I've got into bottle hunting but 6 months ago,last 3 months have gotten into jars.ive collected about 150 jars so far,mostly common  blue ball jars.alot of research an reading now hunting for more rare an valuable jars. I was wondering if the price of these jars has increased over the last 10 or 20 years and by how much. I keep telling my wife that it could be an investment and was wondering what all you professional collectors thought.
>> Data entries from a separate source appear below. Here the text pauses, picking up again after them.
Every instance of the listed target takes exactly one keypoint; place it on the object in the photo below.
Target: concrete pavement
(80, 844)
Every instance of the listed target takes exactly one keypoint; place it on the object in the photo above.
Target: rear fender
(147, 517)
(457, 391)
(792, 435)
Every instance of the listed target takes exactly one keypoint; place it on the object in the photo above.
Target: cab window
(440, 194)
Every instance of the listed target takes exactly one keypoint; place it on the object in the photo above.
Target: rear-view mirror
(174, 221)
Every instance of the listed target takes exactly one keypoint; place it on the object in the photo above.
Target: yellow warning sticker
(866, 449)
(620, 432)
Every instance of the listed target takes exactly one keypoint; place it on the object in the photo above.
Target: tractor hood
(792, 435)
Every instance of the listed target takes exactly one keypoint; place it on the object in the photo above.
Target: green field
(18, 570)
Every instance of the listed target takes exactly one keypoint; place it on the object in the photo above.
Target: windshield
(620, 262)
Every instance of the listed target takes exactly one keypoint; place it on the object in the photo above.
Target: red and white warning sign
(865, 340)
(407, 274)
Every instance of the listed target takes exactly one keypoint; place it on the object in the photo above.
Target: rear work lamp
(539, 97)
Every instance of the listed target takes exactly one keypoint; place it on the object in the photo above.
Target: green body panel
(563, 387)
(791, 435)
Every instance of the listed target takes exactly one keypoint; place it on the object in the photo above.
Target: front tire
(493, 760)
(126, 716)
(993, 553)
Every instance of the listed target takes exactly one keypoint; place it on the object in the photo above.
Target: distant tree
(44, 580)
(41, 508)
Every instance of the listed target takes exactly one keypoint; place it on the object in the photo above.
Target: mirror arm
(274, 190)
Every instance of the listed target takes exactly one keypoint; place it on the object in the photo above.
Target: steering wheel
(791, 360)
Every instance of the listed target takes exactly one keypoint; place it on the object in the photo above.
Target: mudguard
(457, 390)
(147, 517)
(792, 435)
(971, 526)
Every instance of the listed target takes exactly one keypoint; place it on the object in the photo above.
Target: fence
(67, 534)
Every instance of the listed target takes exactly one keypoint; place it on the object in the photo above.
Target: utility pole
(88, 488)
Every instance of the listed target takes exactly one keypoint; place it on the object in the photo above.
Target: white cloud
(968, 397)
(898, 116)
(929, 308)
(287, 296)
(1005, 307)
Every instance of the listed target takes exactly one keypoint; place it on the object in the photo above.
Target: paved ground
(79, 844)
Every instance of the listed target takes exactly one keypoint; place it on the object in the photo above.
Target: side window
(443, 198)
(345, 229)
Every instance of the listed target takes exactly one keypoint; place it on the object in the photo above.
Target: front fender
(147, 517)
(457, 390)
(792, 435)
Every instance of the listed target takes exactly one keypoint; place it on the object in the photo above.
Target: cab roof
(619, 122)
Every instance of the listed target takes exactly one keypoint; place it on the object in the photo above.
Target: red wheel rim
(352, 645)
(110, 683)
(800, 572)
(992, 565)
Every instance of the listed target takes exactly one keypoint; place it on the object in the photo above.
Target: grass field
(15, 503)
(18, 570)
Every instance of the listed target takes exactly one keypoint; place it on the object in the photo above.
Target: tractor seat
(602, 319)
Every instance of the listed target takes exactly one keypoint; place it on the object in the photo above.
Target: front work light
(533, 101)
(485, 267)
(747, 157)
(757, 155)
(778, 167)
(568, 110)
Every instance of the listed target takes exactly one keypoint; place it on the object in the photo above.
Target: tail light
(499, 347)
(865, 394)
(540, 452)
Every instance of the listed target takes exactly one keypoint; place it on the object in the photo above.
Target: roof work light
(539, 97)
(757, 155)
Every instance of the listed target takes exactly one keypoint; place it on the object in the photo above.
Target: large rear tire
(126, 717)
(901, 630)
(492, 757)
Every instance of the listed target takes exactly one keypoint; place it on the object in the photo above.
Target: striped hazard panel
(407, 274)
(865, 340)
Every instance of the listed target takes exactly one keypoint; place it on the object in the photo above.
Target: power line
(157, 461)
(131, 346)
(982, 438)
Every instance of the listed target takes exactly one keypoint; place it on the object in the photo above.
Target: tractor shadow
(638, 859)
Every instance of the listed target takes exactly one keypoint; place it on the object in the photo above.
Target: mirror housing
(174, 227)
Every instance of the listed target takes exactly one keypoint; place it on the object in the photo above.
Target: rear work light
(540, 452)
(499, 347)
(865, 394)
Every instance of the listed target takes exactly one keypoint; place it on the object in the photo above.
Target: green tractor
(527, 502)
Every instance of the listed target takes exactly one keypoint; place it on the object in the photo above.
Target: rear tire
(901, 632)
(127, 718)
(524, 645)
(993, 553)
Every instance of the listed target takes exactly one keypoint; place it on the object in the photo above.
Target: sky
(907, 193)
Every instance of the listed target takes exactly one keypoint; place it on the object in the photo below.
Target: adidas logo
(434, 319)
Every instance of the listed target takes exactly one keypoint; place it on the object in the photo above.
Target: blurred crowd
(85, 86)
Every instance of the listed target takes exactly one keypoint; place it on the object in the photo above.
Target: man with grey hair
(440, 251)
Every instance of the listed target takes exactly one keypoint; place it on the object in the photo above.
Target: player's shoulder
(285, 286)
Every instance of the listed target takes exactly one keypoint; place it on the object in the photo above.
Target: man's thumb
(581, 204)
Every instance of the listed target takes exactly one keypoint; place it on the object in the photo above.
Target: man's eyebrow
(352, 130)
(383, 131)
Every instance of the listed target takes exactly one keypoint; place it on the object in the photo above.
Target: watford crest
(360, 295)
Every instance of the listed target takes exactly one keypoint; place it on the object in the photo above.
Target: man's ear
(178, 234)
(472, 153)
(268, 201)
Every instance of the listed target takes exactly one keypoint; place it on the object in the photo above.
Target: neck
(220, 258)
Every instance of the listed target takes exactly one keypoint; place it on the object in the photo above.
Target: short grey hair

Could a $1,000 collection of jars today be worth $5,000 in 20 years?ordered redbook takes up to 2 weeks to receive


----------



## CanadianBottles (Feb 16, 2020)

I really wouldn't trust bottles or jars as an investment right now.  The demographics of the hobby, especially the serious completionist collectors, skew pretty old, and although there are some younger people interested in it I don't think there are anywhere near enough to replace the older generation.  Look at what happened to stamp collecting - I don't know if bottle collecting will take the same level of hit but I don't think prices are going to be rising long-term.  There's also a level of unpredictability because the state of the economy influences bottle prices a lot, they took a big hit in 2008 and some still haven't recovered to mid-2000s levels.  Investing in collectibles is always pretty risky, but I'd never even consider investing in collectibles for a hobby that didn't have a steady stream of young people getting interested in it.


----------



## Screwtop (Feb 16, 2020)

CanadianBottles said:


> I really wouldn't trust bottles or jars as an investment right now.  The demographics of the hobby, especially the serious completionist collectors, skew pretty old, and although there are some younger people interested in it I don't think there are anywhere near enough to replace the older generation.  Look at what happened to stamp collecting - I don't know if bottle collecting will take the same level of hit but I don't think prices are going to be rising long-term.  There's also a level of unpredictability because the state of the economy influences bottle prices a lot, they took a big hit in 2008 and some still haven't recovered to mid-2000s levels.  Investing in collectibles is always pretty risky, but I'd never even consider investing in collectibles for a hobby that didn't have a steady stream of young people getting interested in it.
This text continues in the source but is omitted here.